I read an article a while back, I don’t remember where but I really wish I could so that I could write the author and tell him or her that they are a complete idiot.
The premise of the article was that people in their twenties and early thirties were just the right age to have children. No problems with that at all, I agree completely. The article continued that people in their twenties and early thirties were also very busy starting their careers and also hadn’t developed the life experience and patience needed to be really great parents, so the twenty and thirty somethings should have the kids but the grandparent should raise them. Apparently this was the practice in at least some indigenous cultures, and this damn fool thought it was still a good idea.
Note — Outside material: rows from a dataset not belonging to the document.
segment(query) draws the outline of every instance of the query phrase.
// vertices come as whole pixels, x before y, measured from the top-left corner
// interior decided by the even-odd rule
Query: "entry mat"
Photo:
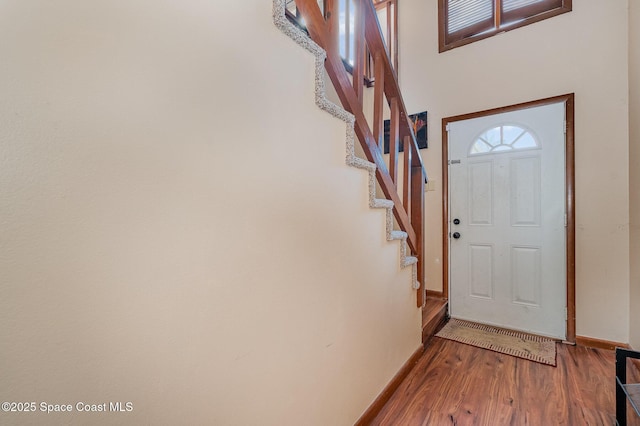
[[[494,352],[556,366],[556,341],[519,331],[505,330],[452,318],[436,333],[437,337]]]

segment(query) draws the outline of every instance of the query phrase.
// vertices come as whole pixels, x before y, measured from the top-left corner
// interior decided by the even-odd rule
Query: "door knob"
[[[453,219],[453,224],[454,225],[460,225],[460,219]]]
[[[457,240],[458,238],[460,238],[460,233],[459,233],[459,232],[454,232],[454,233],[453,233],[453,238],[455,238],[456,240]]]

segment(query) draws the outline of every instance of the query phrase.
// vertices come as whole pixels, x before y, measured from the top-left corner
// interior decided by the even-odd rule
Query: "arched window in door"
[[[540,144],[531,132],[514,124],[505,124],[481,133],[471,144],[469,156],[537,148]]]

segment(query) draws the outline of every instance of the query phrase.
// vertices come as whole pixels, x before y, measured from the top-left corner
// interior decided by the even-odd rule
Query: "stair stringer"
[[[339,105],[331,102],[326,97],[324,81],[324,62],[327,54],[306,33],[293,25],[285,16],[286,0],[273,0],[273,22],[285,35],[298,45],[311,52],[315,57],[315,100],[316,105],[323,111],[342,120],[346,124],[346,157],[345,162],[351,167],[366,170],[369,173],[369,207],[372,209],[386,209],[386,236],[387,241],[400,241],[400,266],[411,266],[411,285],[414,289],[420,288],[418,282],[418,258],[410,256],[407,244],[407,233],[394,230],[393,226],[393,201],[376,197],[376,165],[355,154],[355,117]]]

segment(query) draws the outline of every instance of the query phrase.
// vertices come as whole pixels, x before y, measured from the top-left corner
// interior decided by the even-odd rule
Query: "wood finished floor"
[[[372,424],[615,425],[614,352],[558,344],[557,364],[434,337]],[[640,425],[627,411],[628,424]]]

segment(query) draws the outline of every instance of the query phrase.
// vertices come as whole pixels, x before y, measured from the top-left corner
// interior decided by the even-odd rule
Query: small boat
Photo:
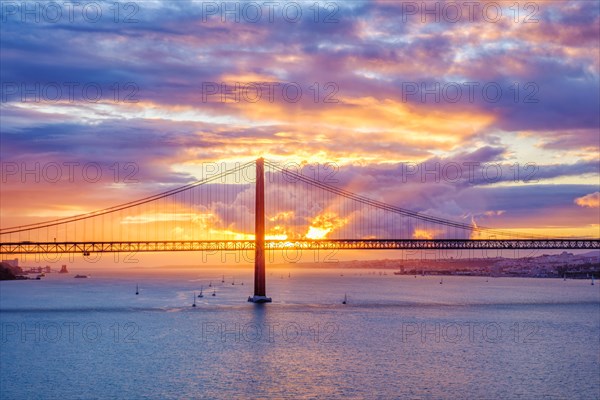
[[[87,275],[75,275],[75,278],[87,278]]]
[[[444,283],[444,278],[440,279],[440,285]]]
[[[200,294],[198,295],[198,297],[204,297],[204,295],[202,294],[202,286],[200,286]]]
[[[291,278],[291,277],[292,277],[292,274],[288,272],[288,278]]]
[[[212,287],[212,281],[208,284],[208,287]]]
[[[594,286],[594,275],[592,275],[592,286]]]
[[[194,304],[192,304],[192,307],[196,307],[196,292],[194,292]]]
[[[394,275],[402,275],[402,271],[394,271]]]
[[[223,275],[223,278],[221,279],[221,283],[225,283],[225,275]]]
[[[342,304],[346,303],[348,303],[348,296],[346,296],[346,293],[344,293],[344,301],[342,301]]]
[[[217,289],[213,289],[213,294],[212,294],[212,295],[213,295],[213,296],[216,296],[216,295],[217,295]]]
[[[232,284],[232,285],[235,285],[235,278],[233,278],[233,279],[231,280],[231,284]]]
[[[140,288],[138,287],[138,285],[135,285],[135,294],[136,296],[140,294]]]

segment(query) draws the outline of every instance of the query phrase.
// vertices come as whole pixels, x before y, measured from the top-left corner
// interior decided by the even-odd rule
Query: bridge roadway
[[[266,250],[514,250],[600,249],[600,239],[337,239],[266,240]],[[254,251],[253,240],[189,240],[127,242],[12,242],[0,243],[0,254],[73,254]]]

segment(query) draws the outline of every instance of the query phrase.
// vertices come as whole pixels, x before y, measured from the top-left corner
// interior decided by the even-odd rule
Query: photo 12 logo
[[[463,162],[423,162],[423,163],[401,163],[400,174],[402,183],[457,183],[468,182],[496,183],[500,181],[512,181],[514,183],[537,183],[539,177],[539,166],[536,163],[481,163],[478,161]]]
[[[335,343],[339,326],[336,323],[302,326],[288,323],[202,323],[202,341],[234,343]]]
[[[335,82],[314,82],[301,85],[297,82],[202,82],[203,103],[258,103],[283,101],[298,103],[309,96],[314,103],[336,104],[340,88]]]
[[[135,82],[2,82],[2,103],[137,103]]]
[[[401,327],[403,343],[537,343],[540,326],[534,322],[405,322]]]
[[[296,24],[303,21],[324,24],[339,22],[340,6],[336,2],[294,1],[203,1],[202,22]]]
[[[540,7],[533,1],[402,1],[402,22],[537,24]]]
[[[2,1],[0,21],[21,24],[137,24],[136,2],[97,1]]]
[[[138,183],[136,175],[140,170],[139,165],[131,161],[112,164],[79,161],[6,161],[0,163],[0,166],[2,183],[97,183],[102,178],[109,178],[113,183]]]
[[[53,238],[50,238],[52,240]],[[56,238],[54,238],[56,241]],[[61,239],[59,238],[59,242]],[[81,256],[81,258],[79,258]],[[27,262],[33,263],[49,263],[49,264],[63,264],[69,262],[71,264],[79,263],[79,260],[86,264],[96,264],[100,262],[111,263],[111,264],[138,264],[140,259],[138,258],[140,253],[137,251],[122,251],[112,253],[102,252],[87,252],[82,253],[36,253],[36,254],[21,254],[20,261],[24,264]]]
[[[539,103],[540,87],[535,82],[402,82],[403,103]]]
[[[108,340],[113,343],[137,343],[140,327],[135,322],[3,322],[0,323],[0,343],[93,343]]]

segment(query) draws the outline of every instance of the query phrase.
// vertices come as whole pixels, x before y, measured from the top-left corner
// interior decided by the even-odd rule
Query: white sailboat
[[[346,293],[344,293],[344,301],[342,301],[342,304],[346,303],[348,303],[348,296],[346,295]]]
[[[192,304],[192,307],[196,307],[196,292],[194,292],[194,303]]]

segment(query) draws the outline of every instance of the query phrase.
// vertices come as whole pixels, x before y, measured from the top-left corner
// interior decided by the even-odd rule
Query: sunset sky
[[[598,237],[599,3],[473,3],[2,1],[2,227],[264,157],[426,214]]]

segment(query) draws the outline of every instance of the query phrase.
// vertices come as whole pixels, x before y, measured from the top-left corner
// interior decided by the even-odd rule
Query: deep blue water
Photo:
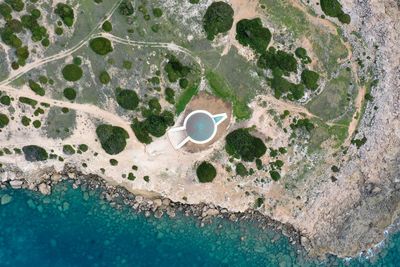
[[[47,197],[0,191],[5,194],[12,201],[0,206],[0,266],[327,265],[305,259],[285,237],[251,222],[214,220],[200,228],[183,215],[144,218],[66,183]],[[347,265],[399,266],[400,234],[379,255],[374,263],[357,259]]]

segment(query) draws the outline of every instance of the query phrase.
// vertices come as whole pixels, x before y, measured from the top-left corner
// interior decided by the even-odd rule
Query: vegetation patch
[[[23,104],[27,104],[30,105],[32,108],[34,108],[37,105],[37,101],[28,97],[23,97],[21,96],[20,98],[18,98],[19,102],[23,103]]]
[[[225,2],[214,2],[203,17],[203,28],[208,40],[214,40],[219,33],[225,33],[232,28],[233,9]]]
[[[63,153],[65,155],[73,155],[73,154],[75,154],[75,149],[71,145],[64,145]]]
[[[62,69],[62,74],[65,80],[75,82],[82,78],[83,71],[78,65],[68,64]]]
[[[103,25],[101,25],[101,28],[105,32],[110,32],[110,31],[112,31],[112,24],[108,20],[104,21]]]
[[[262,54],[271,41],[271,32],[263,27],[260,18],[242,19],[236,25],[236,40]]]
[[[147,113],[145,120],[134,119],[131,125],[136,138],[144,144],[150,144],[153,141],[150,135],[161,137],[169,126],[174,125],[174,114],[170,111],[164,110],[159,114],[154,110],[149,110]]]
[[[196,175],[200,183],[210,183],[217,176],[217,170],[211,163],[203,161],[197,167]]]
[[[89,42],[90,48],[98,55],[107,55],[113,51],[111,41],[104,37],[97,37]]]
[[[10,119],[7,117],[7,115],[0,113],[0,128],[6,127],[9,122]]]
[[[270,69],[275,73],[285,75],[297,72],[297,60],[293,54],[282,50],[277,51],[274,47],[269,48],[260,56],[257,65],[262,69]]]
[[[108,84],[111,81],[110,74],[107,71],[102,71],[99,76],[99,80],[102,84]]]
[[[164,67],[168,80],[171,83],[177,82],[179,79],[185,78],[190,73],[190,68],[184,66],[175,56],[168,56],[168,63]]]
[[[47,160],[49,155],[46,150],[40,146],[30,145],[24,146],[22,151],[25,155],[25,160],[27,161],[44,161]]]
[[[126,139],[129,138],[124,129],[108,124],[99,125],[96,128],[96,134],[100,140],[101,147],[110,155],[122,152],[126,146]]]
[[[133,15],[134,9],[130,0],[123,0],[118,7],[119,14],[123,16]]]
[[[294,84],[281,76],[274,76],[268,79],[271,88],[274,90],[274,96],[281,98],[287,97],[289,100],[299,100],[304,96],[304,85]]]
[[[9,106],[11,104],[11,98],[8,95],[3,95],[0,97],[0,103]]]
[[[139,105],[139,97],[133,90],[117,88],[115,97],[118,105],[127,110],[135,110]]]
[[[35,94],[44,96],[45,91],[37,82],[35,82],[33,80],[29,80],[28,83],[29,83],[29,88],[31,88],[31,90],[34,91]]]
[[[319,74],[312,70],[303,70],[301,73],[301,81],[303,84],[311,90],[318,88]]]
[[[249,130],[239,128],[226,136],[225,150],[229,155],[244,161],[253,161],[265,154],[267,148],[264,142],[252,136]]]
[[[342,5],[338,0],[321,0],[321,9],[325,15],[337,18],[341,23],[349,24],[351,18],[342,10]]]
[[[68,27],[74,24],[74,10],[67,4],[58,3],[54,11]]]
[[[65,88],[63,91],[64,97],[67,98],[68,100],[74,100],[76,98],[76,91],[74,88]]]

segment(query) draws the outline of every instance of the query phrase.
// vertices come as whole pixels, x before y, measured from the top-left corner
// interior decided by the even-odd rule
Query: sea
[[[0,266],[400,266],[400,234],[372,258],[310,259],[256,222],[160,219],[117,209],[99,191],[53,187],[49,196],[0,190]]]

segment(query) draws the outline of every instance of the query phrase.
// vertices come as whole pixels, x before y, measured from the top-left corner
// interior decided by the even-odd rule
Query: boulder
[[[50,195],[51,193],[51,187],[45,183],[39,184],[38,189],[43,195]]]

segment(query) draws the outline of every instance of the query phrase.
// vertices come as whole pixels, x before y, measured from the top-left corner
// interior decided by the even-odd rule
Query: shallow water
[[[213,119],[204,113],[196,113],[190,116],[186,124],[187,134],[196,141],[202,142],[209,139],[215,129]]]
[[[214,220],[203,228],[191,217],[144,218],[117,210],[95,192],[58,185],[51,196],[3,190],[0,266],[323,266],[296,253],[282,235],[251,222]],[[400,235],[374,263],[329,265],[398,266]]]

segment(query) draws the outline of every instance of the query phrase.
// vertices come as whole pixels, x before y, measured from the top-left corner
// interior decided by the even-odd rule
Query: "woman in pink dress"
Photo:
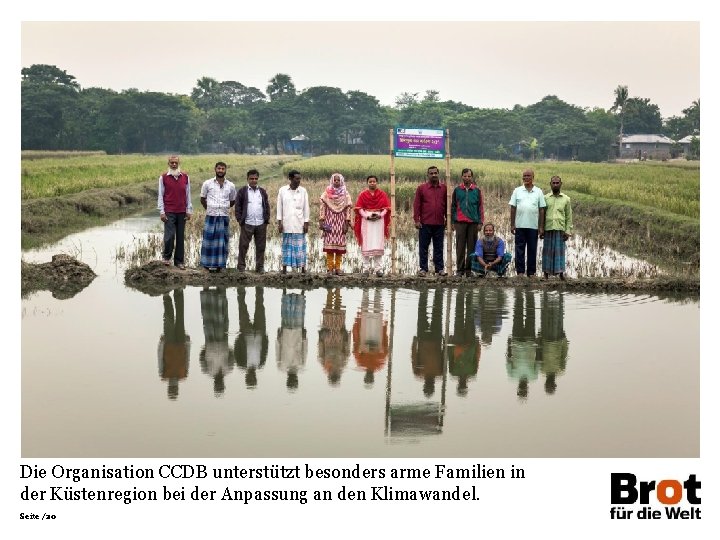
[[[352,198],[345,187],[345,178],[340,173],[333,173],[330,185],[320,196],[320,229],[329,274],[342,273],[340,266],[347,251],[351,210]]]

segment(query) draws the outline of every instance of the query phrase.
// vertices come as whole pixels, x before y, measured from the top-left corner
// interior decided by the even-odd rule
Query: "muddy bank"
[[[55,298],[72,298],[97,277],[85,263],[69,255],[53,255],[42,264],[20,263],[20,293],[50,291]]]
[[[72,232],[154,208],[156,202],[157,182],[23,201],[21,246],[27,249],[55,242]]]
[[[125,284],[146,294],[163,294],[184,285],[237,287],[243,285],[263,285],[266,287],[318,288],[318,287],[388,287],[425,289],[429,287],[525,287],[532,289],[557,289],[585,292],[678,292],[689,295],[700,294],[700,280],[697,278],[579,278],[560,281],[557,278],[543,280],[539,278],[483,278],[462,277],[417,277],[412,275],[386,275],[383,277],[363,276],[361,274],[301,274],[267,272],[238,272],[227,269],[220,273],[210,273],[203,268],[178,270],[165,266],[160,261],[152,261],[125,272]]]

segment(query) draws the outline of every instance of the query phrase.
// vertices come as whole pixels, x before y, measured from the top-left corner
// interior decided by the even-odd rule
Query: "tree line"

Don’t get me wrong, I love my now adult children and my grand-kids. I am more than willing to admit that I am a much more patient person that I was when I was raising my own children, no doubt about that. I know more about parenting than most twenty and thirty somethings, but that’s because I have twenty plus years of experience! If my parents had raised my children while I ran around establishing my career and hunting for food (let’s remember where this idea began) I wouldn’t be any more qualified to be a parent now than I was when I had my own kids! The parenting fairy didn’t just stop by one day and deposit information into my consciousness, I learned the hard way like everybody else does! Oh, and one other thing. My body started falling apart in earnest by the time I was in my mid-forties. I could no more do the physical duties of full time parenting now than I could leap tall buildings in a single bound.
Here’s a great idea. Let grandparents be grandparents. We can help, we can offer respite, we can recommend different ways to deal with things, and we can be fantastic baby sitters. Unless you want to drive us to an early grave, you go ahead and be the parent.